The ship “underestimated the prevailing stormy weather and sea conditions for safe navigation” when it sailed from Novorossysk port in Russia on 17 February, carrying steel billets to Bartin Limani port in Turkey, the provisional investigation report of the directorate general of shipping has said. Maritime authorities of India, Turkey, Russia and Panama have so far failed to trace the missing ship and its Indian crew.
Turkish maritime authorities called off search and rescue for Rezzak’s crew a week later. Panama may conduct an underwater survey. Meanwhile, families of Rezzak’s 25 crew members have petitioned the Maharashtra Human Rights Commission for its intervention to trace the seamen. They have also sent copies of the memorandum to the President and Prime Minister of India.
The family members have also demanded action against Pelican Marine Pvt. Ltd that provided seamen to the missing vessel, saying the company did not have a proper licence to recruit. The company declined to comment on this.
The maritime regulator has also ordered an inquiry into the Mumbai-based ship management company.
“British Marine, the insurance company, will compensate the next of kin,” said a Pelican Marine executive, who did not want to be named.
The company is blaming the ship’s captain for sailing despite the bad weather, but friends and relatives of the missing sailors claim the company is just trying to evade responsibility.
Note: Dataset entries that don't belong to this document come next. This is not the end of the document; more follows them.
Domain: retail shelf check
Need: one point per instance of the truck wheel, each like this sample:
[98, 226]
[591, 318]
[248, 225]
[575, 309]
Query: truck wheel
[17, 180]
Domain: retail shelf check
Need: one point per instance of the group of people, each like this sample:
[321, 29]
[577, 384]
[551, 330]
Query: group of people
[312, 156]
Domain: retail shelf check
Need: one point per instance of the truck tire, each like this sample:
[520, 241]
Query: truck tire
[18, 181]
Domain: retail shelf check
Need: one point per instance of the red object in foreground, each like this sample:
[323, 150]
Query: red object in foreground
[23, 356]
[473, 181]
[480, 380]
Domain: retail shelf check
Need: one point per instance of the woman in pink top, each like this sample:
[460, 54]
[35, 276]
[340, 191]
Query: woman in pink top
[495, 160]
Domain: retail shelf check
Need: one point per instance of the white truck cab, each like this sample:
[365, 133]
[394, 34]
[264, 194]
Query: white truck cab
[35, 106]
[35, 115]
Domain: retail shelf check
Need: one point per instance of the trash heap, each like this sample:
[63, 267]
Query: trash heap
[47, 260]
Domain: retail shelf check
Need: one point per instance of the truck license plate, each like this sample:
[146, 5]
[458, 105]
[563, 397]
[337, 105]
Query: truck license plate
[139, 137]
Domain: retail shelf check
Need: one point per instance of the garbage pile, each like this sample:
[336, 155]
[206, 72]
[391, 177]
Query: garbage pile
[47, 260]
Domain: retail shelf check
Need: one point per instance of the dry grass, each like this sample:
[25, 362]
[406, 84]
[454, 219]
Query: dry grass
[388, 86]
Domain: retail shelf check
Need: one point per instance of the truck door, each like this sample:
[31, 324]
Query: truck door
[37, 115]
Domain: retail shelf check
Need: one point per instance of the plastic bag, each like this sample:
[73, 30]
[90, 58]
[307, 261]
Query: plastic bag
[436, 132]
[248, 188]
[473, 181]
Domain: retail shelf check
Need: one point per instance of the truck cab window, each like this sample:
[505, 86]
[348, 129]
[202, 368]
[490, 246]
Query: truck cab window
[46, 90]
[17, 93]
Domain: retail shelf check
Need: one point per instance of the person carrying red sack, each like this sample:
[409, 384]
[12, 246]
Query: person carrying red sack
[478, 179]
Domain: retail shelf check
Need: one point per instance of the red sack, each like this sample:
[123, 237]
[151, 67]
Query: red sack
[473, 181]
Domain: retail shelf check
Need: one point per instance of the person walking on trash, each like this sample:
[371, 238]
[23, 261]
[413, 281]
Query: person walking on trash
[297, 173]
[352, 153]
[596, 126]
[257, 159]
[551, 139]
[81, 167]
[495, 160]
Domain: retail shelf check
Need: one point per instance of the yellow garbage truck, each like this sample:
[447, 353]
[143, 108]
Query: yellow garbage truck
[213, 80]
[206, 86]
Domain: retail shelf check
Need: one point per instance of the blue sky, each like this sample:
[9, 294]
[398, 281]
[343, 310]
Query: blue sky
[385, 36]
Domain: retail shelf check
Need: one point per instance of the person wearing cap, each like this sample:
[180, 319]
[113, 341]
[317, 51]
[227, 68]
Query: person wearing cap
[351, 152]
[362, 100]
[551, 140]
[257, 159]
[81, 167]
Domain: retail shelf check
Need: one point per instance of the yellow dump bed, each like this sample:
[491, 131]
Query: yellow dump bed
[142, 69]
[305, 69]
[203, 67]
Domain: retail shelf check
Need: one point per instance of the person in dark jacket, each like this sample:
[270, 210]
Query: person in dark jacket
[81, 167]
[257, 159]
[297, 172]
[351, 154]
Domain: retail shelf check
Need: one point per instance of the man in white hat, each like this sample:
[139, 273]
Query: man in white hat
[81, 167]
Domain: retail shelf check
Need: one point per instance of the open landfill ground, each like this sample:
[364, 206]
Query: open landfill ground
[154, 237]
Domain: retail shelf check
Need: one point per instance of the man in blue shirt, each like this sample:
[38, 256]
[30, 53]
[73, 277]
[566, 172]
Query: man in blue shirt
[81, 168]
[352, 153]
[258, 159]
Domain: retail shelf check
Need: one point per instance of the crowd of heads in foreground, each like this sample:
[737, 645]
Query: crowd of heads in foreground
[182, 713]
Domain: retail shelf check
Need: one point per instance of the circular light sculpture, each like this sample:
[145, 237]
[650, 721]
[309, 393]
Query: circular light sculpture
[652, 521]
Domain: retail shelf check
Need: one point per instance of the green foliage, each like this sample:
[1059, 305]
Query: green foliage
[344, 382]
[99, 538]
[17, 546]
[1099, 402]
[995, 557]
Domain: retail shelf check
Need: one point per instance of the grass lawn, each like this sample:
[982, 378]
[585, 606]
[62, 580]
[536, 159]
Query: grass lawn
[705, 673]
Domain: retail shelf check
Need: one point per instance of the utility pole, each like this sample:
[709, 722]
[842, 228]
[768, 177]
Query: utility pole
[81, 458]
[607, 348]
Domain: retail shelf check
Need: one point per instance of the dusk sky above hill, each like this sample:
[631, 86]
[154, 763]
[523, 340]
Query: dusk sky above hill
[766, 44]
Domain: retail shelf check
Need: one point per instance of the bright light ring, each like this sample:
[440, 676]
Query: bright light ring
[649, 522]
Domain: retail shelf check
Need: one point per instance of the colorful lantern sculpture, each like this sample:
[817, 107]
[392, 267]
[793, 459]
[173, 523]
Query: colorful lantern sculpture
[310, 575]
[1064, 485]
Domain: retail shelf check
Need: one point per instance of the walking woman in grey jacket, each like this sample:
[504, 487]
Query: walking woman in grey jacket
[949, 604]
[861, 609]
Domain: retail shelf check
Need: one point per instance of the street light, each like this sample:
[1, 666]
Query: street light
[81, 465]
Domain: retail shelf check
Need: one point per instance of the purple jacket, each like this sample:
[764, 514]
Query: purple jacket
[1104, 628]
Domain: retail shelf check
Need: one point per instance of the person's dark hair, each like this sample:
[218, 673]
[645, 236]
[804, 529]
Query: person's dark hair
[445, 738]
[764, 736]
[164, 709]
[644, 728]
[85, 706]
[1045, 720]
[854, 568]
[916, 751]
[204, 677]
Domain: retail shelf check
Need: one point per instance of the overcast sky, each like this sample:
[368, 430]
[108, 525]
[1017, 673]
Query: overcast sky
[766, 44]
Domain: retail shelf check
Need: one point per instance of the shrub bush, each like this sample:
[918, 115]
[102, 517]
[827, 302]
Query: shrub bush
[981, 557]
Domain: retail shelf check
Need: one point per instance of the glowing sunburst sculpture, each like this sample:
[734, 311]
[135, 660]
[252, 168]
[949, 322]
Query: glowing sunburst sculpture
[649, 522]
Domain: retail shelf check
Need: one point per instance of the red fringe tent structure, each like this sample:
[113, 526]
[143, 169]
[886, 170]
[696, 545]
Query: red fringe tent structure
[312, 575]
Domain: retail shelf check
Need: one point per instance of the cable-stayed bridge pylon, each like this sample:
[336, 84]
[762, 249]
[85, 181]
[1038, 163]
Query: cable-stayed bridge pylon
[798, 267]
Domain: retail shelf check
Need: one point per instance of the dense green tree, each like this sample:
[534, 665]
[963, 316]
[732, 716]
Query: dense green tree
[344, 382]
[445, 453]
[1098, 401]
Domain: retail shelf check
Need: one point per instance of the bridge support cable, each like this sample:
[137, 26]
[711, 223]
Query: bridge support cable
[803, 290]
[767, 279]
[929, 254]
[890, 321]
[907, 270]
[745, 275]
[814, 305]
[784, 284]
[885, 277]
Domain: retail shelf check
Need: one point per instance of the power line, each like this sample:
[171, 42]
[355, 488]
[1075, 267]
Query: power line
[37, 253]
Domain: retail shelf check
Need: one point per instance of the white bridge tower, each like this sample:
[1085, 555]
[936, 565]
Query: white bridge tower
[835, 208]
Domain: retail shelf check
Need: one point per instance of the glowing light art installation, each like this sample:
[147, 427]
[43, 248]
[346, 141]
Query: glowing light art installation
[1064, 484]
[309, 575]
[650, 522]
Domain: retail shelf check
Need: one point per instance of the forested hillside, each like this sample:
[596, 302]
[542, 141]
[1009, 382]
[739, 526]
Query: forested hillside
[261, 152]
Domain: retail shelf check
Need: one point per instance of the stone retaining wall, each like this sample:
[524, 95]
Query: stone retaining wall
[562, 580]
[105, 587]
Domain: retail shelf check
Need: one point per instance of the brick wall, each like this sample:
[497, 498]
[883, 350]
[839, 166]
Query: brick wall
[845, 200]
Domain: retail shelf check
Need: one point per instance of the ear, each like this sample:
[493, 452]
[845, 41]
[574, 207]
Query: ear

Their memorandum has also pointed out that the ship was detained in Russia after it was found to have nearly 37 defects.
The directorate has asked for a report on the technical fitness of the ship and matters relating to crew from the ship’s manager, said Deepak Kapoor, who prepared the interim investigation report for India. The ship’s technical manager and operator was CMR Denizcilik ve Ticaret AS of Istanbul.
India’s maritime administration will now wait for the safety investigation report that the Panama Maritime Authority is finalizing.
“The Directorate General of Shipping has taken up the matter with the lead investigating state Panama to conduct their safety investigation expeditiously but thoroughly encompassing the piracy and fraud angles, which have been raised and cannot be dismissed till the vessel can be located,” said Kapoor, who is also a technical officer with the directorate. “Interpol in Russia, Turkey and Panama are being continuously pursued through the CBI (Central Bureau of Investigation) for probing the case and their response is awaited,” he said.
After leaving Novorossysk port, the ship steered a course of 210 degrees heading towards Sinop on the Turkish coast. The master of another vessel, MV Adnan Kaptan, which also sailed from Novorossysk around the same time and took shelter close to the Turkish coast near Sinop, reportedly advised Rezzak to also take shelter. However, the latter altered course to 270 degrees and continued to Bartin Limani, records from the onshore tracking system showed.
To rule out piracy, the directorate had asked assistance from the piracy reporting centre of the International Maritime Bureau in locating the missing ship and crew.
However, nothing emerged from that exercise.